The Case Against a Case Against FIP

© Steven Bisig-USA TODAY Sports

At FanGraphs, our headline WAR number for pitchers is based on FIP. Because of that, and because people enjoy debating and arguing, there’s a yearly refrain that you’ve probably heard. “FanGraphs pitching WAR only considers (X)% of what a pitcher does, how can that be used for value?” No one would dispute that year-one FIP does a better job of estimating year-two ERA than ERA does – or at least, not many people would – but the discussion around whether FIP does a good job of assigning year-one value is alive and well.

One reason for this view is pretty obvious. FIP considers home runs, strikeouts, walks, and hit batters to estimate pitcher production on an ERA scale. Our WAR does some fancy stuff in the background – it treats infield fly balls, which virtually never fall for hits, as strikeouts, and it adjusts for park and league. In the end, though, it’s estimating pitcher value using just three (well, actually four — HBPs always draw the short straw) outcomes. There are a lot of other outcomes in baseball!
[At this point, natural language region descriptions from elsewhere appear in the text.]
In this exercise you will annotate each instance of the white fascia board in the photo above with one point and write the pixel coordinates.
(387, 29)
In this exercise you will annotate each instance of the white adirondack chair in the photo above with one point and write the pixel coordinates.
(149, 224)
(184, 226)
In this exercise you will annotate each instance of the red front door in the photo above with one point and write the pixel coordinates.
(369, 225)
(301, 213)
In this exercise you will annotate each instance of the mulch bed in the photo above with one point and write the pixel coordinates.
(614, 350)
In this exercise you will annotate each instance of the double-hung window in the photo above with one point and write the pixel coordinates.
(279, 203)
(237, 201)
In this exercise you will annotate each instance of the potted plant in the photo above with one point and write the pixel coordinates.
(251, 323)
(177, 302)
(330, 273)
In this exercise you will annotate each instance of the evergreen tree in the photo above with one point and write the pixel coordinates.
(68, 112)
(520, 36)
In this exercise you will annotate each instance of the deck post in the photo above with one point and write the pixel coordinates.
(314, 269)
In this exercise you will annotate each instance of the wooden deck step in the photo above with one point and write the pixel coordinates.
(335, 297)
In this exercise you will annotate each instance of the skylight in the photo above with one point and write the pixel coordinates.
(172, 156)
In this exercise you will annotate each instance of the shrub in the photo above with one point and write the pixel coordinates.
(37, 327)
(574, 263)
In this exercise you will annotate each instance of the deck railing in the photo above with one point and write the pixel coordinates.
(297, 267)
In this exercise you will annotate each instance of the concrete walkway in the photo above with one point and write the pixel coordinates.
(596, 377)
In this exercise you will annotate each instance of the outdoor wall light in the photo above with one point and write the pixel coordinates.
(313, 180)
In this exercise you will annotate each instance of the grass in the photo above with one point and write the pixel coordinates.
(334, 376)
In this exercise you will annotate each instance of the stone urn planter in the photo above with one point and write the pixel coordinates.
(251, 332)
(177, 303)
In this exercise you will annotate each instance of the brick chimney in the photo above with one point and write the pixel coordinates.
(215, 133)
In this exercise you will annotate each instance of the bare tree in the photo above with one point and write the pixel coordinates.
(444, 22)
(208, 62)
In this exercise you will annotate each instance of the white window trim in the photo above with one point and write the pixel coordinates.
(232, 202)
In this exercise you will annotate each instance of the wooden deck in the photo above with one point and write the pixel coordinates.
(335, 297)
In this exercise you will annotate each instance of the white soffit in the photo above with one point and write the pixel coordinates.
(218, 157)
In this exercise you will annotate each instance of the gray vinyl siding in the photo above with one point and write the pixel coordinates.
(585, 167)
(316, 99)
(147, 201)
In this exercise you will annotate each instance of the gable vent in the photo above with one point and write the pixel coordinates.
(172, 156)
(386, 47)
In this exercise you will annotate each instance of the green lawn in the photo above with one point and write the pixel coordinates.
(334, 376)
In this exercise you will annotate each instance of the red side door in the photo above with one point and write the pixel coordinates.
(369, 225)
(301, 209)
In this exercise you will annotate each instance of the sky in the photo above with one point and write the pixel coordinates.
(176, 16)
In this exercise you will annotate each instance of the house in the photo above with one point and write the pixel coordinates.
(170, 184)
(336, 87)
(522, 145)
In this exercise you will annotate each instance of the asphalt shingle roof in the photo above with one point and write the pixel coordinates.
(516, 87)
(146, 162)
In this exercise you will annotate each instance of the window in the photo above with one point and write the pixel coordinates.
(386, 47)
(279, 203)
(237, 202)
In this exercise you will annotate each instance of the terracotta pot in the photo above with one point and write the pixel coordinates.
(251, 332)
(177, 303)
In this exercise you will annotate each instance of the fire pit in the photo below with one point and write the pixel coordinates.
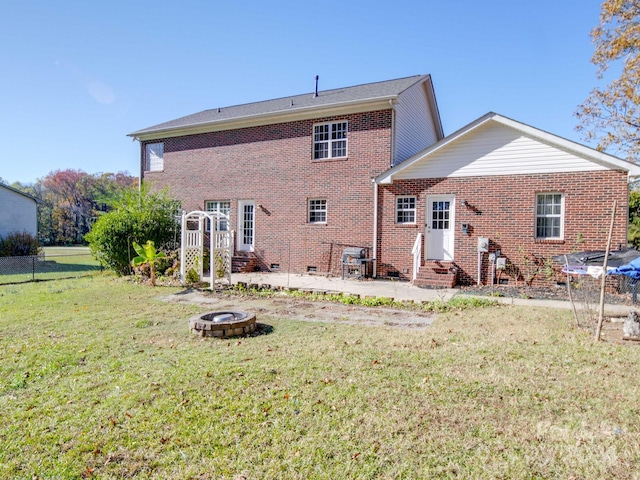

In 2021, roughly 39% of plate appearances ended in a homer, strikeout, walk, hit batter, or infield pop up. One thing you could think, in recognition of that fact, is that FIP-based WAR doesn’t consider enough of a pitcher’s production. You wouldn’t use 40% of a hitter’s plate appearances to calculate their WAR, so why do it for pitchers? But that doesn’t actually make sense, as David Appelman pointed out to me recently. Assuming “average results on balls in play” is actually going to be pretty close for every pitcher, by definition.

How so? Consider it this way. Let’s say you’re a pitcher who for whatever reason allows a .350 BABIP. That’s awful! That would be one of the 10 highest single-season BABIPs allowed since 2015 (minimum 100 innings pitched). Let’s get a little more specific and say that you, the reader, are Brady Singer, with a .350 BABIP in 2021. Oof, sorry Brady (but thanks for reading).

FIP assigns Singer league average results on balls in play. Our modified FIP-WAR does a little better by including infield fly balls. That’s not how it broke down for him in real life, though. How poor of an estimate was FIP’s “Singer will have average BABIP” assumption? It’s actually pretty easy to do the math.

After excluding infield fly balls, Singer allowed an fBABIP (I’m just calling it that for the duration of this article, but that’s not a real term) of .359. The league as a whole allowed an fBABIP of .301. Over the 368 balls in play that Singer allowed (again, excluding infield fly balls), that’s a difference of 21 hits. That’s a lot of hits – and it’s also just 3.6% of the batters Singer faced in 2021.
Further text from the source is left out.